Paul Weller had already left a mark on British culture forever with brilliant mod-revivalists The Jam. While in recent years he’s forged a respectable solo career that often hearkens back to that band, the intervening time saw him switch modes completely for the blue-eyed soul groove of The Style Council. Impressively, the band scored several hits that are firmly embedded into the British psyche. But a kinder, gentler sound didn’t necessarily give way to more pop friendly subject matter. Come To Milton Keynes is every bit as embittered as Jam tracks like Eton Rifles and Down in the Tube Station at Midnight. Dialing back his vocal aggression, Weller sounds more like Elvis Costello when he’s playing nice. If you weren’t listening closely, you could be forgiven for the thinking the song was about sauntering down the boardwalk, with its gentle swing interlude and uptempo prance. Of course, catch even a line of the lyrics and it becomes clear that Weller is taking a vitriolic piss at Tatcher’s England. Instead, he’s wrapped the message in a package that those he’s firing at might accidentally stumble across, tapping their toes at a vicious takedown at their expense. For Weller, a step further into the mainstream was also an opportunity at absolute subversion, upon which he capitalized fully.

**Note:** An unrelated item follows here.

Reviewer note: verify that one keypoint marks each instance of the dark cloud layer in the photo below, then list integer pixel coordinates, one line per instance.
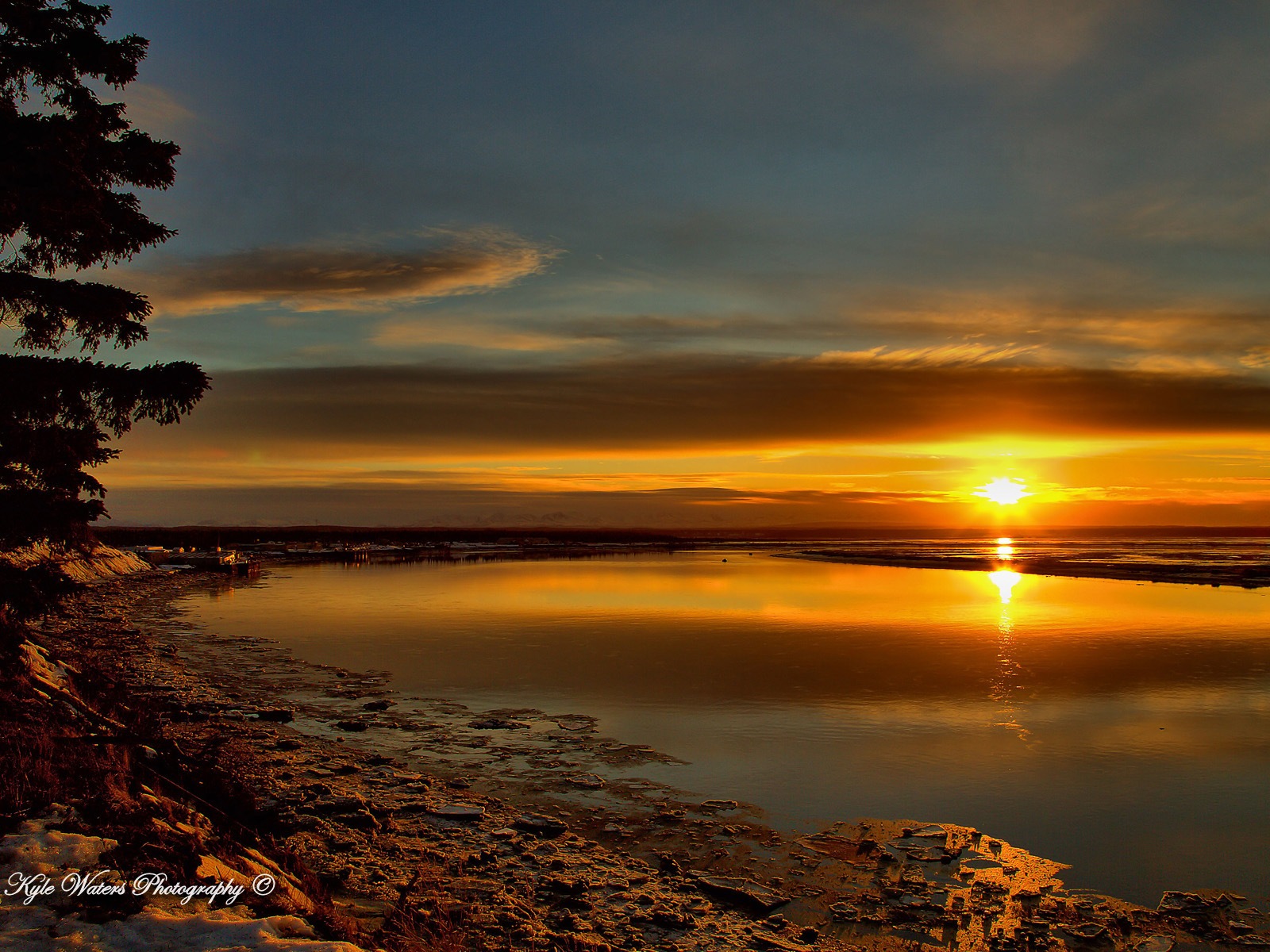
(679, 405)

“May the road rise to you”
It’s unlikely enough that any musician will end up in a band with any lasting impact. But following up a great band with anything other than an utter disappointment is almost impossible. John Lydon wasted no time moving on after the implosion of The Sex Pistols, founding Public Image Ltd and releasing the band’s first album only a year after Never Mind the Bollocks, Here’s The Sex Pistols. The group has seen surprising success, both in the quality of its work and the length of time it has endured. Tracks like Rise ensure it’s legacy as a band that had something important to add to the conversation. The song mixes standard 80s alternative guitar and drum work with John Lydon’s still urgent and edgy vocals. Addressing torture, The Troubles and Apartheid, it has a discernible folk influence, both in its sound and its message. Positively channeling some of the fervor that he brought to The Sex Pistols, Lydon advises that “anger is an energy” while hoping that the journey ahead eases for those fighting injustice. It’s the type of overtly political but decidedly pop-y track that could never work today, but seemed positively revolutionary at the time. We’re far too jaded now for such an earnest, hopeful work. In fact, I’d even venture to say we don’t deserve it. Quite a turnaround from a man who was one of the original champions of anarchic misery.
For his final regular runway presentation with Saint Laurent, Hedi Slimane again looked to California music. The clothes themselves channeled Courtney Love’s grungy princess attire mixed with Kate Moss in classic Glastonbury mode. The tune, The Mirror by Damaged Bug (aka Thee Oh Sees John Dwyer) is a paranoid, synthy, psych-influenced beauty. At times paper thin, at times squelching and broken, it’s a track that’s both a perfectly obvious pick and a choice totally singular to this era of Saint Laurent.
I’m going to use the next few days to mourn the end of the Hedi Slimane at Saint Laurent era, including his runway soundtracks. He didn’t always stick to hip young Cali bands, choosing the angular dance punk of New Yorkers Liars for his Spring/Summer 2014 collection. The propulsive predecessors to New Rave reworked Mr Your on Fire Mr specifically for the runway. The confident, 80s inspired clothes got an extra kick in the ass from the strutting, guitar-driven standout.